名前は聞いたことがあるかなくらいの。ヌーベル・バーグの人? 程度のことをなんとなく知っていたくらいだ。
“ゴダール、トリュフォーがその才能を高く評価した映像作家”的な言葉で語られることが多いようだ。
で、映画を見た感想。
160分以上に及ぶ映画なのだが、一般の娯楽ドラマ的な起承転結はない。
3人の若いパリの女性が海辺の別荘にバカンスに行く。そこに、その1人の女性の上司が彼女を追って現れ、さらにヨット乗りの男性が彼女たちと知り合い、ちょっとした恋愛模様が展開する。
それだけの内容だ。それをある種淡々と撮っている。
“障害”“目的”“葛藤”“思わぬ事件”といった
作劇の仕掛けは(表面上は)まったくない。
ただ、そのまんま、バカンスを過ごす女性たちの姿を追っているだけである。
あたかもドキュメンタリーのように。
しかし、それを見ていて退屈かというとそんなことはない。
なんとなく見てしまうのだ。しかも面白かったりする。
私などは、巨匠といわれるタルコフスキーやアンゲロプロスの映画を見ているとついつい眠くなり、意識を失ってしまうことがある。

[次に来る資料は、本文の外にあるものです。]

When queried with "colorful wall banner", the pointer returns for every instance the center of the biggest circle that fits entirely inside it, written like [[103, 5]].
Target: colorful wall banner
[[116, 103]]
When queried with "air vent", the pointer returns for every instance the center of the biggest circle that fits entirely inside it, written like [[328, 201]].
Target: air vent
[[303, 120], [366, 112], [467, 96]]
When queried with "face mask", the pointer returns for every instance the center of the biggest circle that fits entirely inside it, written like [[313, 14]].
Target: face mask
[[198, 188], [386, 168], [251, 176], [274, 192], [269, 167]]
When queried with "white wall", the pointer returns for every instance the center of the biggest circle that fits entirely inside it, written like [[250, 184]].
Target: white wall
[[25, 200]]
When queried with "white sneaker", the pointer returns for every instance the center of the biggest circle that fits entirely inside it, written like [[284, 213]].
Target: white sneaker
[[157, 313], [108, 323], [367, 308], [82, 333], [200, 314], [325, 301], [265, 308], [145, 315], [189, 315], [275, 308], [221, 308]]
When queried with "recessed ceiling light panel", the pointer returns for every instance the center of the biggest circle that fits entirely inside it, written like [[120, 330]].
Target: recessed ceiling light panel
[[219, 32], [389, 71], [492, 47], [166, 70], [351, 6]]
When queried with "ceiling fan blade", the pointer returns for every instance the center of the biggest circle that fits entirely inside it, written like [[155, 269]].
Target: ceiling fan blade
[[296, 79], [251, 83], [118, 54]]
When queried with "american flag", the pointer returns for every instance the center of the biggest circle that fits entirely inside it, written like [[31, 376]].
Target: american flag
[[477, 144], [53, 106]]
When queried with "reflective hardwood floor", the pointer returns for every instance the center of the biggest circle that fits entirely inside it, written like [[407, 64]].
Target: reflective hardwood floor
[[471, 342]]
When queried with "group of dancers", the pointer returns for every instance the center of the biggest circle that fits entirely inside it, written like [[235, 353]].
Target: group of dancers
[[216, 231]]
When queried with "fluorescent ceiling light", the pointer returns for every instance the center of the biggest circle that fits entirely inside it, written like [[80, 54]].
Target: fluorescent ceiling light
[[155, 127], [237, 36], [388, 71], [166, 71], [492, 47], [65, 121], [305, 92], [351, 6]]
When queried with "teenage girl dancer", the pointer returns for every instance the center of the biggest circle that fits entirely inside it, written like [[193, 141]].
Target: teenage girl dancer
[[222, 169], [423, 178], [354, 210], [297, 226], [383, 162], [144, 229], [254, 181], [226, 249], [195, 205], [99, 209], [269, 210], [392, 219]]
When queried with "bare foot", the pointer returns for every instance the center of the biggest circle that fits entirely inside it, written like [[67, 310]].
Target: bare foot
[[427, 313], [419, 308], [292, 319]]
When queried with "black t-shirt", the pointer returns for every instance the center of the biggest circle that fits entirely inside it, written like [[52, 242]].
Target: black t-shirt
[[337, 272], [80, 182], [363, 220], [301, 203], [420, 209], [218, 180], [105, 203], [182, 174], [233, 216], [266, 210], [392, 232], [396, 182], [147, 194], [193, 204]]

だが、この映画では淡々とした日常的な映像が続くだけなのに眠くもならず、退屈もせずに見てしまった。160分間もである。
この映画の魅力は何だったのだろうか?
それが、現時点では自分では対象化できない。
俳優の魅力というのはわかるのだが、それ以外に見る者を引きつけるものがあったのだ。
ただ、それが何なのか分からない。
非常に不思議な映画だ。
この映画がなぜ面白かったのか?
このことは自分の宿題としたい。
ブックレットの解説も読んだのだが、いまひとつ納得しきれなかった。
シナリオから逸脱するもの、というのが関係ありそうに思えるのだが……
何か見えてきたらまた更新する。